Client Background

Client: A Leading Tech Firm in the USA

Industry Type: IT Consulting

Services: Software, Consulting

Organization Size: 100+

Project Objective

  1. Classify the medical research paper into 0 if the medical research paper cannot be used in future medical research and 1 if the medical research paper can be used in research based on some research-related phrases.
  2. Train an ML/DL model on classified data.

Project Description 

We have given an excel sheet of medical research paper text and provided some phrases to identify research papers that can be used for future medical research. If the phrase is not present in a research paper then it will not be used for research. After annotation, we need to find the best ML/DL model to train research data and evaluate the model on test data.

Our Solution

We have created a python script that can compare all medical research paper text to research phrases and annot 0 if research phrases are not present in a medical research paper and 1 if research phrases present in medical research paper. 
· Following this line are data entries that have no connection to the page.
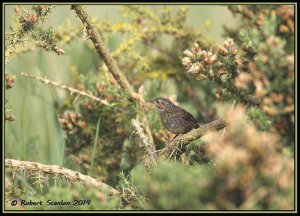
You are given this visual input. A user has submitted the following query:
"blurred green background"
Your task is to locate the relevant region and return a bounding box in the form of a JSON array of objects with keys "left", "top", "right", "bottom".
[{"left": 5, "top": 5, "right": 238, "bottom": 165}]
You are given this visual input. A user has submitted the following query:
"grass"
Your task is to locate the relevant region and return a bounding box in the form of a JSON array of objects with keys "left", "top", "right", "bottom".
[{"left": 5, "top": 5, "right": 232, "bottom": 165}]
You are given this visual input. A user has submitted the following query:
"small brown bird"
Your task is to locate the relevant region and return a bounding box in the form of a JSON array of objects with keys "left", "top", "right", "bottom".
[{"left": 152, "top": 97, "right": 199, "bottom": 139}]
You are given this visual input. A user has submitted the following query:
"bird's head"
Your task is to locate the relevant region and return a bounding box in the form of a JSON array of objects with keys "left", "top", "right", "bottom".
[{"left": 151, "top": 97, "right": 173, "bottom": 111}]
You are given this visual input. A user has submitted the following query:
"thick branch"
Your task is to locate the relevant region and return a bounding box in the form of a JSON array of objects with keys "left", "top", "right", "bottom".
[
  {"left": 5, "top": 159, "right": 119, "bottom": 196},
  {"left": 21, "top": 72, "right": 109, "bottom": 105},
  {"left": 71, "top": 5, "right": 155, "bottom": 167},
  {"left": 159, "top": 119, "right": 225, "bottom": 158}
]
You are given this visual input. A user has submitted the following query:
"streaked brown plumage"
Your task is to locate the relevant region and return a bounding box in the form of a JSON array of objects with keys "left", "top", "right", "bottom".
[{"left": 152, "top": 97, "right": 199, "bottom": 135}]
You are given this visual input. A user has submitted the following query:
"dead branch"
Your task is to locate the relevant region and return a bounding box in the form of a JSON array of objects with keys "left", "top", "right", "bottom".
[
  {"left": 21, "top": 72, "right": 109, "bottom": 105},
  {"left": 5, "top": 159, "right": 119, "bottom": 196}
]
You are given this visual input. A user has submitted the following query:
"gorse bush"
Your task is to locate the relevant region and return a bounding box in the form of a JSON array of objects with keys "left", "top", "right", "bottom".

After annotation we have trained different machine learning and deep learning models like Bert base uncased using Tensorflow, bert large, XGBoost Classifier, Random Forest Classifier and Logistic Regression. Among these models we have chosen the best accuracy  parameters model. In our case the bert-base model performed good and gave 95% test accuracy. 

Project Deliverables

ML/DL model which is trained on medical research classification data to classify other medical research papers.

Tools used

Google Colab notebooks, Tensorflow, PyTorch, Transformers, MS Excel

Language/techniques used

Python, Machine learning, Deep learning, Data Science, Natural Language Processing (NLP).

Models used

Tensorflow-Bert model, PyTorch LSTM model, Random Forest Classifier, XGBoost Classifier, Logistic Regression.  

Skills used

Machine Learning, Deep learning, NLP, Python programming. 

Databases used

used ms excel data

What are the technical Challenges Faced during Project Execution

There are various technical challenges faced during project execution:

  1. The research paper has a huge amount of text data so the model was giving space errors in colab notebooks.
  2. Find the best threshold value which gives best test accuracy. 

How the Technical Challenges were Solved

  1. To solve space error we have trained the model with lower batch size so this solved the error.
  2. To find the best threshold value we created the ROC AUC curve and Precision  Recall curve and checked best points where accuracy will be higher.